Backup & Recovery Service
Automated, immutable, and cross-region data protection with point-in-time recovery and guaranteed RPO/RTO metrics.
Overview
CloudNexus Backup & Recovery provides enterprise-grade data protection for all compute, storage, and database workloads. The service operates transparently in the background, leveraging incremental snapshots, deduplication, and automatic replication across availability zones and regions.

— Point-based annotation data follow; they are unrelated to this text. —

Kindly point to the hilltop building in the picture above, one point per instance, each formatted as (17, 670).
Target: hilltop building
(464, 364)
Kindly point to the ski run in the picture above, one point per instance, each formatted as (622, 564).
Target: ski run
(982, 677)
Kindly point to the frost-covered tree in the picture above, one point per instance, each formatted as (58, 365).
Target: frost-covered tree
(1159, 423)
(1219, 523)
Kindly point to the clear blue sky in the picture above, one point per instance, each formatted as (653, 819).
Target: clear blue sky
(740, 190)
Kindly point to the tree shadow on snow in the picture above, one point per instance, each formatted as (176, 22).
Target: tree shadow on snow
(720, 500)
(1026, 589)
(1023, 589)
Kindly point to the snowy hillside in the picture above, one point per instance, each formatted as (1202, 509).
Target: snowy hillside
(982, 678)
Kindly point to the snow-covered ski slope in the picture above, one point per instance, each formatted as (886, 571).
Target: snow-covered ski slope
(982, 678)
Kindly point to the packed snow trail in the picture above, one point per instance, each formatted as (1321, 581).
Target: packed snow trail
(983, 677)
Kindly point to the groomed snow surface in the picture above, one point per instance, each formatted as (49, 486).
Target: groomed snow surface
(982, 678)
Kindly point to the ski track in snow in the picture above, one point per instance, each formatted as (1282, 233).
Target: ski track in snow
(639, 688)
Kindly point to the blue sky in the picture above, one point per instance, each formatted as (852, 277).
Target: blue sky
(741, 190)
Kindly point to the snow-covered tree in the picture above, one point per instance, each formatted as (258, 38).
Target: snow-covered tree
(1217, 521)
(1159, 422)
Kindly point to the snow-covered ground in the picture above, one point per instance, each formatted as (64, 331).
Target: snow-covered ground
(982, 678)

Designed for compliance and disaster recovery, the platform supports immutable backups, ransomware detection, and one-click restoration to any generation or timestamp.
Scheduled Snapshots
Automated incremental backups at configurable intervals (15min, 1h, 4h, daily, weekly). Consistent crash-safe snapshots via integration with guest agents.
Encryption & Immutability
All data is encrypted in-transit (TLS 1.3) and at-rest (AES-256-GCM). Optional WORM (Write-Once-Read-Many) locks prevent tampering or deletion within retention windows.
Cross-Region Replication
Automatic asynchronous replication to secondary regions. Isolated storage buckets ensure geographic redundancy without impacting primary performance.
Instant Restore
Mount snapshots directly to new instances or restore to original workloads with zero data loss. Point-in-time recovery supports granular file/database restoration.
Technical Specifications
| Parameter | Standard Tier | Enterprise Tier | Notes |
|---|---|---|---|
| Recovery Point Objective (RPO) | ≤ 60 min | ≤ 15 min | Configurable per workload |
| Recovery Time Objective (RTO) | ≤ 5 min | ≤ 90 sec | Excludes network transfer |
| Encryption Standard | AES-256-CBC | AES-256-GCM + KMS | BYOK supported |
| Retention Period | Up to 90 days | Up to 7 years | Compliance-ready |
| Replication Scope | Multi-AZ | Multi-Region (Active-Active) | Sync/Async options |
| Immutability (WORM) | Disabled | Enabled | Ransomware protection |
CLI & API Configuration
Configure backup policies using the CloudNexus CLI (`cln`) or REST API v2. Policies can be attached to individual instances, storage volumes, or applied globally via tags.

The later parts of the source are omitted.